天気は吃驚するほど良く、少し寝過ごしてしまった所為で町には人が溢れていた。
「あー、ココみたいたけど・・・?」
人混みを抜けて到着した店の前に立つ二人は、あまりのボロさに潰れていないのか心配になったが、店の奥を覗き込むとモソモソと動く人影が有った。

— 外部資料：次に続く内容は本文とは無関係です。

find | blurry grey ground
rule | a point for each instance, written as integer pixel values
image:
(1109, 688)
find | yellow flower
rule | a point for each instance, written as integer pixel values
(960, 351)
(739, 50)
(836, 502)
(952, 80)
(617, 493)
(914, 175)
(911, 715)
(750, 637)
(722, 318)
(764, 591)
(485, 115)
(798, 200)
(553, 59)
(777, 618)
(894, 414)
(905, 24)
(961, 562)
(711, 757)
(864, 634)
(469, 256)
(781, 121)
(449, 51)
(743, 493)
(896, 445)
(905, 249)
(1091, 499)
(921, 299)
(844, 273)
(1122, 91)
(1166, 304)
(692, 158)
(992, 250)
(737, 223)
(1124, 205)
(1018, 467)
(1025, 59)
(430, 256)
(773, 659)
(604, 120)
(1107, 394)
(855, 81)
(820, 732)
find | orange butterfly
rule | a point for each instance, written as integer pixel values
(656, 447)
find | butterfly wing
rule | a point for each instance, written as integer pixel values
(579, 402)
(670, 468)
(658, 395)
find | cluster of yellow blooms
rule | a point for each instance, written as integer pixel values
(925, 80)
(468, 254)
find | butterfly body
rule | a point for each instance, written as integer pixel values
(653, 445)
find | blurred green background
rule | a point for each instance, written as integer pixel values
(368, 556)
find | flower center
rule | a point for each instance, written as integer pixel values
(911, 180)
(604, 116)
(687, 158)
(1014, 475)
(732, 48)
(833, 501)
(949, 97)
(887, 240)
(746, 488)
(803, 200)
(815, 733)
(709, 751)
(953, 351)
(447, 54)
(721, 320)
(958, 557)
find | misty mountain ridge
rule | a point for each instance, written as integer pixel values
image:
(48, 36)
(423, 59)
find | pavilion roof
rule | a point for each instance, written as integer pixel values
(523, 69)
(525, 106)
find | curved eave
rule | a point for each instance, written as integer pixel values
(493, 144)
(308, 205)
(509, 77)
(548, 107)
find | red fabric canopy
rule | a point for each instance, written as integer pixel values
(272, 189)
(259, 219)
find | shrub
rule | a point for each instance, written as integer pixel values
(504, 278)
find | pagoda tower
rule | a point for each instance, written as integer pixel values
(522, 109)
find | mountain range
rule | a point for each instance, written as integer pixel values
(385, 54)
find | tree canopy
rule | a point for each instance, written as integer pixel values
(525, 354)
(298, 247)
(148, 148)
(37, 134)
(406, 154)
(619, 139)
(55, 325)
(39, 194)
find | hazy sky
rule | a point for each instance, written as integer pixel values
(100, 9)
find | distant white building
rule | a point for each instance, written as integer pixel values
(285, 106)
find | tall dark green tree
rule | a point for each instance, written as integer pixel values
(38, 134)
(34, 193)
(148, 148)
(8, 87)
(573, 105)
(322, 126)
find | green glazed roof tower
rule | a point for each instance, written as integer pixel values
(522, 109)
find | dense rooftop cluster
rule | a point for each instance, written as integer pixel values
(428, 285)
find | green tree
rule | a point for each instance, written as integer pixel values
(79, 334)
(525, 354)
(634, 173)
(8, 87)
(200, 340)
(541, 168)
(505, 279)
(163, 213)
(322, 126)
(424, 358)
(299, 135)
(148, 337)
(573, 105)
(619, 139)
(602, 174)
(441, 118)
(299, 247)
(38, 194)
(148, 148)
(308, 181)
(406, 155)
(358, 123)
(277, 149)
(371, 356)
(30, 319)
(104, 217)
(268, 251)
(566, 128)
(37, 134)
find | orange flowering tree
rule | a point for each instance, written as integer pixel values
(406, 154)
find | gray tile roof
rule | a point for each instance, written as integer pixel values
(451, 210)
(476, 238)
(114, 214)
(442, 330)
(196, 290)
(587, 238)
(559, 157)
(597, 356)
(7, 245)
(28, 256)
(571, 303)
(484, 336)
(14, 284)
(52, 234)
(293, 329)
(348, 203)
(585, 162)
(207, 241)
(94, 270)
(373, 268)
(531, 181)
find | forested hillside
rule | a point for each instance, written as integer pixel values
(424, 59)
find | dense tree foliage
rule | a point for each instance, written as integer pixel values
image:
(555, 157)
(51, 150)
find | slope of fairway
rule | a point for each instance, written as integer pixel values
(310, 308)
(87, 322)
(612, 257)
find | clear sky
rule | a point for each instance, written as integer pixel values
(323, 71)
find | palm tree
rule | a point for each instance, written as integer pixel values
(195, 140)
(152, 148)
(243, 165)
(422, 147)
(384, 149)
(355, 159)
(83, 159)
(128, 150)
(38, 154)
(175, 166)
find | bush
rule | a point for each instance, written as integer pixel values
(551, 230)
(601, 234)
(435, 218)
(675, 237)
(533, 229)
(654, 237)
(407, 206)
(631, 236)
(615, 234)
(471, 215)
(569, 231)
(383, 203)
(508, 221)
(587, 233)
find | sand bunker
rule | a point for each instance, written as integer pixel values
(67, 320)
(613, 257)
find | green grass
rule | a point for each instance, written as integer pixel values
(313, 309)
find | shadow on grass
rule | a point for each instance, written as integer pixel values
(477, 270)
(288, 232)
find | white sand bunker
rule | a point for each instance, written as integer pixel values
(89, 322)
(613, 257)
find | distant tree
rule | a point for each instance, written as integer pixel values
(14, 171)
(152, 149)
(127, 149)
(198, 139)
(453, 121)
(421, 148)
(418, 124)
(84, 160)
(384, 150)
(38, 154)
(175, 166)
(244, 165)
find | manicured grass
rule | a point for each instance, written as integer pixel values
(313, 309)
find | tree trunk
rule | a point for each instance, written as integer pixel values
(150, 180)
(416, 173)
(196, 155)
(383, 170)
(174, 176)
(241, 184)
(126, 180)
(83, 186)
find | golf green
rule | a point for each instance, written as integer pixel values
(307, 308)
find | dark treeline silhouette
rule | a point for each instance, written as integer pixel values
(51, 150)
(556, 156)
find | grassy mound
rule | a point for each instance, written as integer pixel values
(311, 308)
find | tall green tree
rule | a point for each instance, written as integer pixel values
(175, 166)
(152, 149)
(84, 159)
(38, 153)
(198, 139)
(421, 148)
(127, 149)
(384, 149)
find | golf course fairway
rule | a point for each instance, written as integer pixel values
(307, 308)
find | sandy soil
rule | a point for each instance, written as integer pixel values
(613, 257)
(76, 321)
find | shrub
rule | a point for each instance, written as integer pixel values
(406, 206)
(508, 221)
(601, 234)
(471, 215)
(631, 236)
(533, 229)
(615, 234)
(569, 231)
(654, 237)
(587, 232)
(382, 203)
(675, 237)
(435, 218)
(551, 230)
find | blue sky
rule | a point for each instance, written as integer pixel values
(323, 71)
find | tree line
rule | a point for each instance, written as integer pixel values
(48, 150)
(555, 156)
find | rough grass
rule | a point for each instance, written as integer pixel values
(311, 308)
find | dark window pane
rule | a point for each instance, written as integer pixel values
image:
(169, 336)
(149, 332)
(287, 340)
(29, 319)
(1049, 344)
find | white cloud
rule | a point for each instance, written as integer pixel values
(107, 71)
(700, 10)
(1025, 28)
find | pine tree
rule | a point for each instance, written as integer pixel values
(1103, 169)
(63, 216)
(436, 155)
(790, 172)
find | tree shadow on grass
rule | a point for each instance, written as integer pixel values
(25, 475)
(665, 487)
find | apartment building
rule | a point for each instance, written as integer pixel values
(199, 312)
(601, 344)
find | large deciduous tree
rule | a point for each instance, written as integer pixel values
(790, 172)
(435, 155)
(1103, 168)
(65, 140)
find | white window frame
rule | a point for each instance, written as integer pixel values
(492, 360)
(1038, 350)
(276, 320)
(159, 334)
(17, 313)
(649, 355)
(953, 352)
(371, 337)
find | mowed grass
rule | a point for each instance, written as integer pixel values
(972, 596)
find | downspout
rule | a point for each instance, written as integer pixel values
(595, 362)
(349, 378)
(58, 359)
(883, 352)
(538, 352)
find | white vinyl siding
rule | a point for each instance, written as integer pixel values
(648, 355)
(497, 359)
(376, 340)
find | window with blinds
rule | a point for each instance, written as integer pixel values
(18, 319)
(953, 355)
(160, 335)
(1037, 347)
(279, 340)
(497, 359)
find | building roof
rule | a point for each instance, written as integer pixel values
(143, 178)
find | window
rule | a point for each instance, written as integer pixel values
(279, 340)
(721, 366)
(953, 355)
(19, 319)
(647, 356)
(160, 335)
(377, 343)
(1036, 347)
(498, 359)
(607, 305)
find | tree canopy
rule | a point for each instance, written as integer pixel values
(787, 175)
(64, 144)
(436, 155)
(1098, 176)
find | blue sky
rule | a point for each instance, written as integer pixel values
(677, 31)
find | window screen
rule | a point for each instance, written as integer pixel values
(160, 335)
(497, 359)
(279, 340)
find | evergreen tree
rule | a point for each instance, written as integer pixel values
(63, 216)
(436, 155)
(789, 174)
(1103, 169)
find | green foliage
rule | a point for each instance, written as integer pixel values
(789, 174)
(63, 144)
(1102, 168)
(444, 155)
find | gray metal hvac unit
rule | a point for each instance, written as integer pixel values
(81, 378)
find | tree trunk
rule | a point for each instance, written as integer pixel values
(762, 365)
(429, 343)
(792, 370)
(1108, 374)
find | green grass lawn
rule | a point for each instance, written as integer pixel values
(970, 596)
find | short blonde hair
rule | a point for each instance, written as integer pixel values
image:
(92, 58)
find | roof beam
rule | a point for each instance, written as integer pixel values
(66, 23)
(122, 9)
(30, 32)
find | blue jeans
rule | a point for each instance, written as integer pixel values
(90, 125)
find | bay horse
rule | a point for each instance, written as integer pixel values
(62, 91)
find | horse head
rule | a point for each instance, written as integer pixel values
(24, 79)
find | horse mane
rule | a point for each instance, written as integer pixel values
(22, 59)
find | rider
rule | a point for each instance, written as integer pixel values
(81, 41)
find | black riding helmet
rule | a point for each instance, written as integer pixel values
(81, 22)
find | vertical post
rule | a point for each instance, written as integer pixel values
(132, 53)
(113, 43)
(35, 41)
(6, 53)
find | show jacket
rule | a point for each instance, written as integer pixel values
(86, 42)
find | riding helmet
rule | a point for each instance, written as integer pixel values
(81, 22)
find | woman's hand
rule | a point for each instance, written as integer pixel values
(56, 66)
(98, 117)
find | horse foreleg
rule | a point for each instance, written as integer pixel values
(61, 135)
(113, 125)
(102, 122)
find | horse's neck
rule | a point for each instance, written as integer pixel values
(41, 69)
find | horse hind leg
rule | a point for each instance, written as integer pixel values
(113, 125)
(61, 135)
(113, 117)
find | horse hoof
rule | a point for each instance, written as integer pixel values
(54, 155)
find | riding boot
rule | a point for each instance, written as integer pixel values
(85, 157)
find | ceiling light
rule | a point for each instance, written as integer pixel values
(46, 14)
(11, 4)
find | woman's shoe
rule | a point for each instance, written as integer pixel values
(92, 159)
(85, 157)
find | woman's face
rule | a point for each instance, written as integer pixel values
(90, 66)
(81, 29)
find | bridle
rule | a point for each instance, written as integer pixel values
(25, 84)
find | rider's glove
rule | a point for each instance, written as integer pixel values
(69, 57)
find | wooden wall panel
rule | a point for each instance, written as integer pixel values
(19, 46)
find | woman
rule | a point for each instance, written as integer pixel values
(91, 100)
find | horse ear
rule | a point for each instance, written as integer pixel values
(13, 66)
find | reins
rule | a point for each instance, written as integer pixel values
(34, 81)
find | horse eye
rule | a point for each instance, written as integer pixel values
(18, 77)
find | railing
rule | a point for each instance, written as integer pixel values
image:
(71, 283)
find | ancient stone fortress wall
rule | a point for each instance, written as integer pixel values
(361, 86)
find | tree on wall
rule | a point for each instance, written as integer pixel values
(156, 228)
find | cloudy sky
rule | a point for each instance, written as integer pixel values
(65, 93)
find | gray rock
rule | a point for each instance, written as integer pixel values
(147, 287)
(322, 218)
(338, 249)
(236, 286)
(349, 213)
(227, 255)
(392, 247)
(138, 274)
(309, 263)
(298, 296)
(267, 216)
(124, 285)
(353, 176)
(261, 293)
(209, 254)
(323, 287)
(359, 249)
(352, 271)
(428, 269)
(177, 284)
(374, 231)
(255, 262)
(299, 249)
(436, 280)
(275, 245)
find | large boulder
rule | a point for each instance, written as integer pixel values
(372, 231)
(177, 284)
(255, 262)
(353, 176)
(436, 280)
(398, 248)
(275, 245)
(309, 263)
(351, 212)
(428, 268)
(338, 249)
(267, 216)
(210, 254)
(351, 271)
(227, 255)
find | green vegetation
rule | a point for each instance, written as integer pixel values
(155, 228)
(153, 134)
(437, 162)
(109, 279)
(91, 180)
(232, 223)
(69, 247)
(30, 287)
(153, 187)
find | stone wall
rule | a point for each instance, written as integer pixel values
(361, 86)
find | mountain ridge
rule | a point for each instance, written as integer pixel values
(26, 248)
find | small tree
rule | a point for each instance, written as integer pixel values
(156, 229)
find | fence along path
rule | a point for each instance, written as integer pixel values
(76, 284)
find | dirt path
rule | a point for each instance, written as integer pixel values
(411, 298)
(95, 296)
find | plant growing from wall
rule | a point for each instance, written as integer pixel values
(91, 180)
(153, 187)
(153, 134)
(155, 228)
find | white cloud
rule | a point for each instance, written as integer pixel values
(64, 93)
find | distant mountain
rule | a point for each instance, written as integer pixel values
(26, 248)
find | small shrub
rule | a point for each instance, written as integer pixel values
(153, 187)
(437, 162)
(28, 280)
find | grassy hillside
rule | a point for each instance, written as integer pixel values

「すみませーん、グル・ボン・ダイエさんの店ってここでよろしいですかー?」
何故かスーっポイ喋り方になってしまったが、言った太郎は気が付いていない。影が声に反応して更に動く、少し明るいところまでその姿を現すと、お腹の大きい・・・この耳って狸なのか?
「新顔だな、何の用だ?」
その男は俺を見たというよりスーの持っている武器に目を奪われていた。目を大きく開いてびっくりした声を上げる。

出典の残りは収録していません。